Perhaps the most criticized genre of rap is the brag rap. Brag raps are the ones that are filled with tales of sexual conquests, lots of expletives, and threats to rivals. They also tend to be the singles off albums. The “intellectual” perception is that the stupid common man can’t deal with the real themes presented on some rap albums and so brag raps offer a mindless entertainment. But, brag raps may be the most political of any rap. Brag rap has the most complicated genealogy of any rap genre. It begins with slaves. James C. Scott in Domination and The Art of Resistance writes about “the dozens”:

Compare, for example, the aristocratic tradition of the duel with the training for self-restraint in the face of insults found among blacks and other subordinate groups. Nowhere is the training in self-control more apparent than in the tradition of the ‘dozens’ or ‘dirty dozens’ among young black males in the United States. The dozens consist in two blacks trading rhymed insults of one another’s family (especially mothers and sisters); victory is achieved by never losing one’s temper and fighting, but rather in devising ever more clever insults so as to win the purely verbal duel. Whereas the aristocrat is trained to move every serious verbal insult to the terrain of mortal combat, the powerless are trained to absorb insults without retaliating physically. As Lawrence Levine observes, ‘The Dozens served as a mechanism for teaching and sharpening the ability to control emotions and anger; an ability which was often necessary for survival.’ There is evidence that many subordinate groups have developed similar rituals of insult in which a loss of self-control means defeat.

Brag rap, then, started as a coping mechanism, not for the rapper but for the listener. And it is this tradition that exists in rap music today. And it is for this reason that Meek Mill is just as political as Macklemore. To suggest otherwise is to ignore hundreds of years of racial oppression that have led to a very specific celebratory musical genre.

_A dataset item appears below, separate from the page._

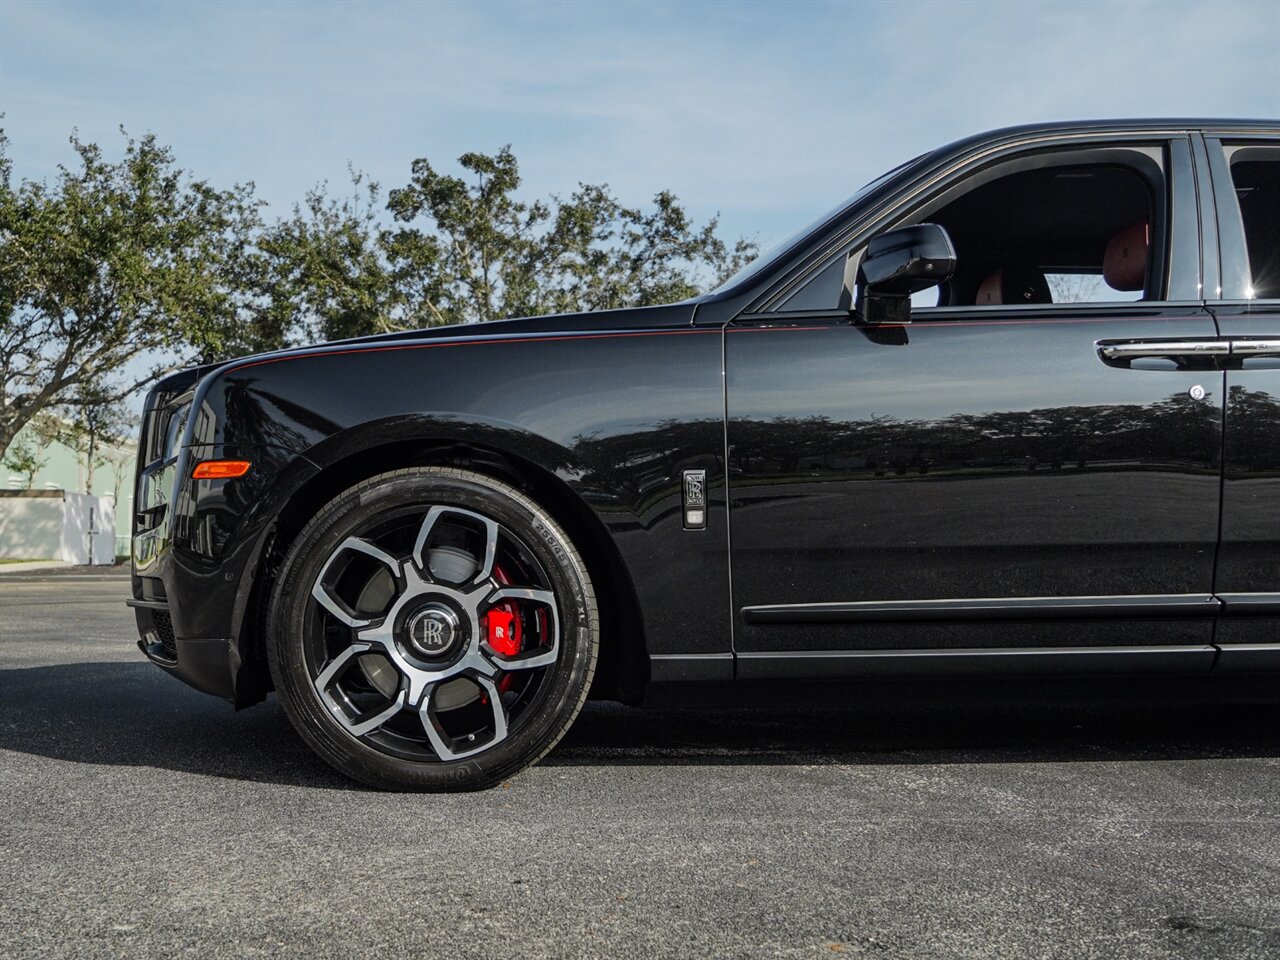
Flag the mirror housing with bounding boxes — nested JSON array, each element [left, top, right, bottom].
[[856, 223, 956, 324]]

Macklemore, interestingly, answers many of these questions about “conscious” rap in his song “White Privilege.”

He raps:

Now I don’t rap about guns so they label me conscious
But I don’t rap about guns cause I wasn’t forced into the projects
See I was put in the position where I could chose my options
Blessed with the privilege that my parent’s could send me to college
Now who’s going to shows the kids on the block starving
Or the white people with dough that can relate to my content?
Marketed the music now adapted to the lifestyle
What happened to jazz and rock and roll is happening right now
Where’s my place in the music that’s been taken by the media
With white corporations controlling what their feeding ya
I brought up aesop rock but I’m not even dissing dude
We love hiphop and what do you think caucasians are listening to
And I speak freely when I write this
If a black emcee examined race there goes half their fan base, white kids

Macklemore sees himself as a peer of all other emcees. Earlier in the song he mentioned Aesop Rock, but in this verse he qualifies what he said. He’s not dissing Aesop. He’s not dissing contemporary mainstream rap. He’s dissing a system–a system that has made a spectacle of the slave trying to grow a thick skin so he won’t lash out when his master berates him. A system that makes this spectacle and then accuses the slave of being out of line, of saying too many bad words, of being too angry. A system that simultaneously fetishizes the sexual prowess of the slave while punishing him for talking about sexual conquests. A system that celebrates blackness as long as it is only an extension of whiteness.

All this to ask the question: can we please drop the conscious/non-conscious distinction in hip-hop?